Children undergoing liver transplantation often face prolonged mechanical ventilation due to various perioperative factors affecting their respiratory and cardiac function. A recent study conducted at Bambino Gesù Children’s Hospital explored the effectiveness of neurally adjusted ventilator assist (NAVA) compared to traditional pressure support ventilation (PSV) during the perioperative period.
This single-center, randomized, controlled trial involved 24 pediatric liver transplant recipients, with 21 patients completing the ventilation studies. The primary goal was to assess how these two ventilation strategies impacted patient-ventilator interaction, particularly focusing on the asynchrony index (AI) and cardiac function measured through tricuspid annular plane systolic excursion (TAPSE).
The findings indicated NAVA significantly reduces patient-ventilator asynchronies, with results showing improved synchronization during mechanical ventilation.
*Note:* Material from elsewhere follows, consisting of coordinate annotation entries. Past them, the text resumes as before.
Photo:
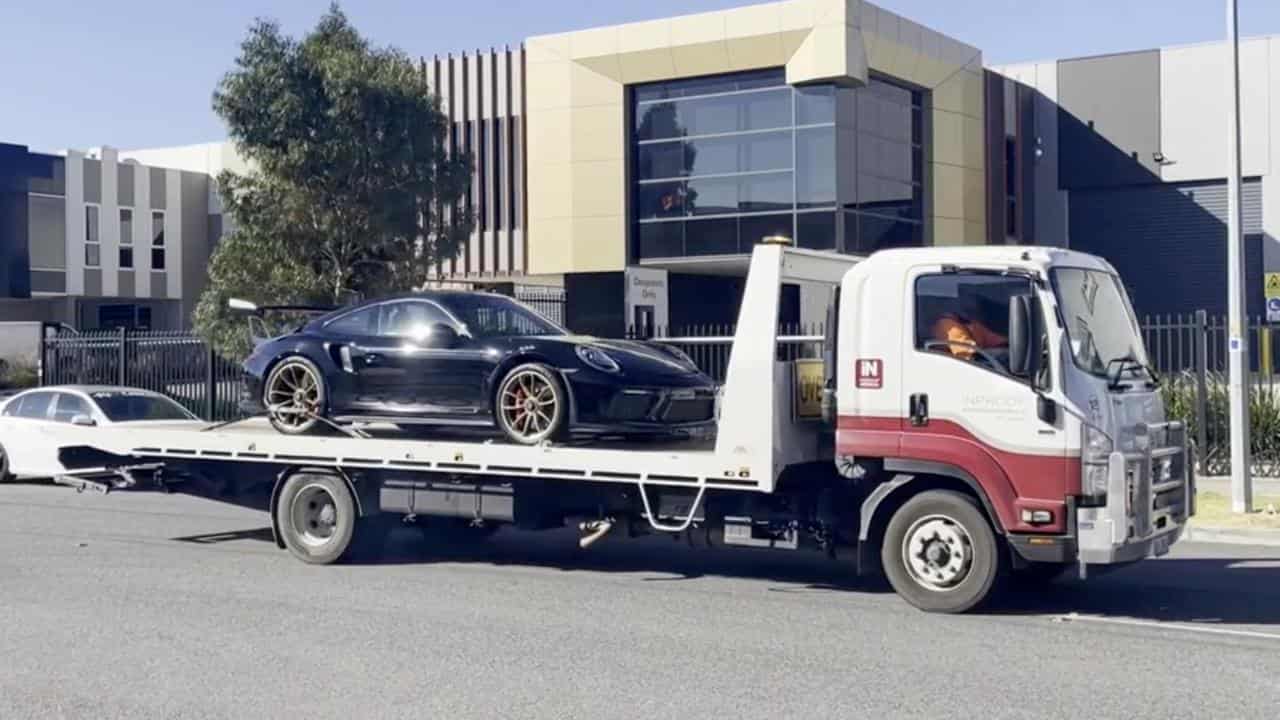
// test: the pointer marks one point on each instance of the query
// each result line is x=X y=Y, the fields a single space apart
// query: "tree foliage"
x=352 y=190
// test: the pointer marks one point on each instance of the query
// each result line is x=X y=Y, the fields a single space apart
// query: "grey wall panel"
x=55 y=183
x=195 y=236
x=1120 y=96
x=92 y=181
x=92 y=282
x=1169 y=242
x=48 y=281
x=46 y=231
x=124 y=185
x=158 y=188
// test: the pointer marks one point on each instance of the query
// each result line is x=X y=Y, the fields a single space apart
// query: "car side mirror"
x=1020 y=328
x=1046 y=410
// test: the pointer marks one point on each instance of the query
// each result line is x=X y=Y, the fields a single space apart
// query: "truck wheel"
x=531 y=405
x=940 y=552
x=316 y=518
x=295 y=396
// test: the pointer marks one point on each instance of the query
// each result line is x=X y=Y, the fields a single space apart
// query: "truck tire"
x=316 y=518
x=940 y=552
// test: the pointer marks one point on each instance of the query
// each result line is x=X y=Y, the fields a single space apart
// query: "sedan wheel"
x=295 y=396
x=531 y=405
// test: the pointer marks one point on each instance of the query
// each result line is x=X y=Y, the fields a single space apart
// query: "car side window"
x=36 y=405
x=68 y=406
x=965 y=315
x=357 y=323
x=411 y=319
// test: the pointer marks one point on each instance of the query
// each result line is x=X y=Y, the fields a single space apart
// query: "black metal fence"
x=177 y=364
x=1191 y=351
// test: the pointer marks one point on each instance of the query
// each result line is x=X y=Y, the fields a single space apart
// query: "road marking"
x=1074 y=618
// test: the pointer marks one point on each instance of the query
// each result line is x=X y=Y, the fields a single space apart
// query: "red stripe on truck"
x=1013 y=481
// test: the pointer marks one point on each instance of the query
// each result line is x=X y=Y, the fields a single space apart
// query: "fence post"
x=210 y=386
x=123 y=338
x=1201 y=388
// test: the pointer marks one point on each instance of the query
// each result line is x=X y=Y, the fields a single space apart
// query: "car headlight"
x=598 y=359
x=682 y=356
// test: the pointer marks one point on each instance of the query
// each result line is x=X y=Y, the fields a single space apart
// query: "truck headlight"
x=1096 y=451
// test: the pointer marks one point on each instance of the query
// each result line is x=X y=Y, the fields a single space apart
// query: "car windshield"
x=497 y=315
x=133 y=406
x=1100 y=322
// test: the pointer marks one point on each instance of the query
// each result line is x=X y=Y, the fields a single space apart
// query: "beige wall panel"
x=598 y=133
x=700 y=59
x=755 y=51
x=588 y=87
x=597 y=188
x=548 y=85
x=647 y=65
x=947 y=231
x=599 y=244
x=949 y=190
x=548 y=191
x=552 y=249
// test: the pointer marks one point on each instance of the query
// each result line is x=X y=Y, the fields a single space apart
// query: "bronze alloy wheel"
x=530 y=405
x=295 y=396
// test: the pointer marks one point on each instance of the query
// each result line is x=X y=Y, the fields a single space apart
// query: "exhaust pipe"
x=594 y=529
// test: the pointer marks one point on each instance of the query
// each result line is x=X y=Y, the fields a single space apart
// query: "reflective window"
x=736 y=146
x=412 y=319
x=359 y=323
x=35 y=405
x=68 y=406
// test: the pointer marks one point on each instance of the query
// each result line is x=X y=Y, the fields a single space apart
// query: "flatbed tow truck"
x=947 y=466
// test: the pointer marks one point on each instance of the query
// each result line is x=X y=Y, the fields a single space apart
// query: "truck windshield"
x=1100 y=323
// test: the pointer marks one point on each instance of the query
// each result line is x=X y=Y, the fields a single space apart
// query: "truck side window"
x=965 y=315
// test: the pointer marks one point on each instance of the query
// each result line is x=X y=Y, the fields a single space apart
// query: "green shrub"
x=1179 y=393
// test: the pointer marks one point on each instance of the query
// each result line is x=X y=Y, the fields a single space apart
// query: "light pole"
x=1238 y=323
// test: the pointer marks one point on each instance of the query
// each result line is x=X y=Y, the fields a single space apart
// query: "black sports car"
x=471 y=359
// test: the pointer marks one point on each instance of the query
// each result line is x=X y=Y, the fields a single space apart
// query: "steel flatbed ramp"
x=693 y=463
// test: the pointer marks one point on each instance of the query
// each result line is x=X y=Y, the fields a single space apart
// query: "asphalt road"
x=140 y=605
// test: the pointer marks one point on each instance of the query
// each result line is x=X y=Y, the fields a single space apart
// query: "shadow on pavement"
x=1203 y=591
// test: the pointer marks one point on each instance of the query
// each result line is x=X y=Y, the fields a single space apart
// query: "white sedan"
x=31 y=422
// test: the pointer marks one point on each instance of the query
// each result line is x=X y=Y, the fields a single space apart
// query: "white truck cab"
x=1019 y=372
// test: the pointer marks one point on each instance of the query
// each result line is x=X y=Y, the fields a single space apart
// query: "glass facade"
x=722 y=162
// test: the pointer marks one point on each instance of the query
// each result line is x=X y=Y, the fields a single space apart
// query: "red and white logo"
x=871 y=374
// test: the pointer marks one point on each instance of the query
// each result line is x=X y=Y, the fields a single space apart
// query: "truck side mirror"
x=1020 y=327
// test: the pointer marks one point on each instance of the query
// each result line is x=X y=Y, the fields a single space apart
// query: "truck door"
x=964 y=406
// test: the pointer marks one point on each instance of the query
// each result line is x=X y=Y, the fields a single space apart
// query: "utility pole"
x=1238 y=322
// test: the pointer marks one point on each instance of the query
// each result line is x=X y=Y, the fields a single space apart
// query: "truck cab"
x=1019 y=377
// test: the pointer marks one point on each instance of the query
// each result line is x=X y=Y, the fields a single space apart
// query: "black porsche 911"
x=471 y=359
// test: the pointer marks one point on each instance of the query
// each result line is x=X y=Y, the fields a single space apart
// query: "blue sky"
x=138 y=73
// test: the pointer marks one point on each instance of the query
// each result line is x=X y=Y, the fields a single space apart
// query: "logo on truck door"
x=871 y=374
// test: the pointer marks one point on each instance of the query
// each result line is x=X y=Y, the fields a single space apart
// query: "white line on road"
x=1075 y=618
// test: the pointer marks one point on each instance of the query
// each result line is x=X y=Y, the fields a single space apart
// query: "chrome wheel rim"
x=293 y=396
x=528 y=404
x=315 y=515
x=937 y=552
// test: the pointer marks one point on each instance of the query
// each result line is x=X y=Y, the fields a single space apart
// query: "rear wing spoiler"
x=255 y=313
Specifically, NAVA reduced the asynchrony index by 6.66%, highlighting its potential advantage over PSV. Yet, there was no measurable improvement on the TAPSE, indicating NAVA does not adversely affect cardiac function during use.
According to the authors of the study, "NAVA compared to PSV: (1) improves patient-ventilator interaction reducing AI (coeff − 6.66 95% CI −11.5 to −1.78, p = 0.008); (2) does not improve TAPSE (coeff 0.62 95% CI −1.49 to 2.74, p < 0.557)." This reduction of asynchronies places NAVA as a preferable mode of assistance, particularly for children recovering from major surgeries like liver transplants.
Mechanical ventilation is commonly required for pediatric liver transplantation due to various complications, including diaphragmatic dysfunction and other cardiac stresses linked to surgery. PSV is widely used among medical practitioners but is associated with higher rates of patient-ventilator asynchronies due to its fixed level of support. By leveraging EAdi (electrical activity of the diaphragm), NAVA enhances synchrony, optimizing patient respiratory efforts and thereby potentially decreasing the length of mechanical ventilation.
The trial showed no significant differences between the two ventilation modes concerning gas exchange and hemodynamic parameters, indicating NAVA's efficacy lies mainly within its ability to reduce asynchronies without compromising the patients' cardiac performance.
The assessments included advanced hemodynamic monitoring and the echocardiographic evaluation of cardiac function, which provided comprehensive insights during the early weaning from mechanical ventilation. The combination of these detailed observational strategies allowed for more accurate evaluations of each ventilation system's impact on pediatric liver transplant recipients.
Discussions surrounding these findings suggest the application of NAVA is particularly valuable for surgical patients undergoing extensive abdominal procedures as it addressed issues of diaphragmatic dysfunction effectively, which is frequently exacerbated post-operation.
"NAVA significantly improves patient-ventilator interaction as evidenced by a reduction in AI, compared to PSV mode," emphasized the authors, indicating strong evidence for its integration as standard practice during pediatric liver transplantation recovery.
Nevertheless, the study also pointed to limitations, including its single-center design and the relatively small patient sample size, which restricts generalizability. The need for extensive multicenter studies has been highlighted to draw comprehensive conclusions on the application of NAVA post-liver transplantation across diverse pediatric patient populations.
Overall, this pivotal research indicates promising advancements for neonatal and pediatric surgeries, aligning with trends toward enhancing patient care by effectively managing mechanical ventilation systems.